Bildung und Karriere
Karnow wurde 1925 in Brooklyn geboren und wuchs in einer bürgerlichen, säkularen jüdischen Familie auf. Sein Vater war Maschinenverkäufer, seine Mutter, eine Einwanderin aus Ungarn, eine Hausfrau. Schon in jungen Jahren interessierte er sich für das Schreiben und schrieb an der James Madison High School in Brooklyn Hörspiele, war Sportreporter und Redakteur der Schulzeitung.

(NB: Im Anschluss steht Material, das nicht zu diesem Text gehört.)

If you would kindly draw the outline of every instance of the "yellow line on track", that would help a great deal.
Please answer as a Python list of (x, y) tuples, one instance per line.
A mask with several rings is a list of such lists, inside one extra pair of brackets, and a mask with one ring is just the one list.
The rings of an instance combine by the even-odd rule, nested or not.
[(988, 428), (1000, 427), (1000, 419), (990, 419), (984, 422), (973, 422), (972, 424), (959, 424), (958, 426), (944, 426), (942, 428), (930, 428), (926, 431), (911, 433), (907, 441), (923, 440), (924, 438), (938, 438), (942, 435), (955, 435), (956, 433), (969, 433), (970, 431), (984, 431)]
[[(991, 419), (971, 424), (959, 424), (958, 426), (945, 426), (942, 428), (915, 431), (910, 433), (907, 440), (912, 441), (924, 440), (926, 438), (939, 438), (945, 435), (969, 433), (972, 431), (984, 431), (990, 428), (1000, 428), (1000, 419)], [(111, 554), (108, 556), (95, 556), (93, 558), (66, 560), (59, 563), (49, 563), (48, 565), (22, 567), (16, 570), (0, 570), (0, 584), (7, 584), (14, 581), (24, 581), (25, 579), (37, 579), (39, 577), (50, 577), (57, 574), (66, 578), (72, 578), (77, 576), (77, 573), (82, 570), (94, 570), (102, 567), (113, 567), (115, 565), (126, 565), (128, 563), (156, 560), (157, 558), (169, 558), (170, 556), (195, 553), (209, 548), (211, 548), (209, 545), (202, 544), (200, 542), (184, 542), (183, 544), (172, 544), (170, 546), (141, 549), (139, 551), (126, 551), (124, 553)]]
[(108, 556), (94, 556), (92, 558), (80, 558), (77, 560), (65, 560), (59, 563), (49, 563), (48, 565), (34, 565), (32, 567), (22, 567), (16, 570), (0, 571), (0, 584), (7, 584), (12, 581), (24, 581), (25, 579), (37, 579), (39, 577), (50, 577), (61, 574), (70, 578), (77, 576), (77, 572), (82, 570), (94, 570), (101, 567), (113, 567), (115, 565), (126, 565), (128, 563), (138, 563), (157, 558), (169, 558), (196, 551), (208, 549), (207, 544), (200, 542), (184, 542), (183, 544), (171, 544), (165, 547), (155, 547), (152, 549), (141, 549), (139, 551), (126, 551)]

Karnow immatrikulierte sich an der University of Iowa, verließ sie aber 1943, um im Army Air Corps zu dienen, wo er als Wetterbeobachter, Kryptograph und Einheitshistoriker an der chinesisch-indischen Grenze eingesetzt war. Nach dem Krieg besuchte er die Harvard University, wo er als Redakteur und Feuilletonist für den Harvard Crimson arbeitete und moderne europäische Geschichte und Literatur studierte. Nach seinem Abschluss 1947 ging Karnow nach Paris, wo er den Sommer über bleiben wollte, aber schließlich zehn Jahre blieb.
Journalist
Karnow besuchte die Sorbonne und das Institut d'Études Politiques im Rahmen des G.I.-Gesetzes und arbeitete als freier Journalist für den National Guardian, L'Observateur und den New Statesman. Im Jahr 1950 wurde er vom Pariser Büro des Time Magazine als "Dolmetscher, Rechercheur und Laufbursche" eingestellt, wurde aber bald zum Korrespondenten befördert und berichtete über Frankreich, Westeuropa und das frankophone Nordafrika. Nach einem Jahr in Harvard als Neiman Fellow leitete er 1958-59 das neue Time-Büro in Rabat und anschließend bis 1962 das Büro in Hongkong.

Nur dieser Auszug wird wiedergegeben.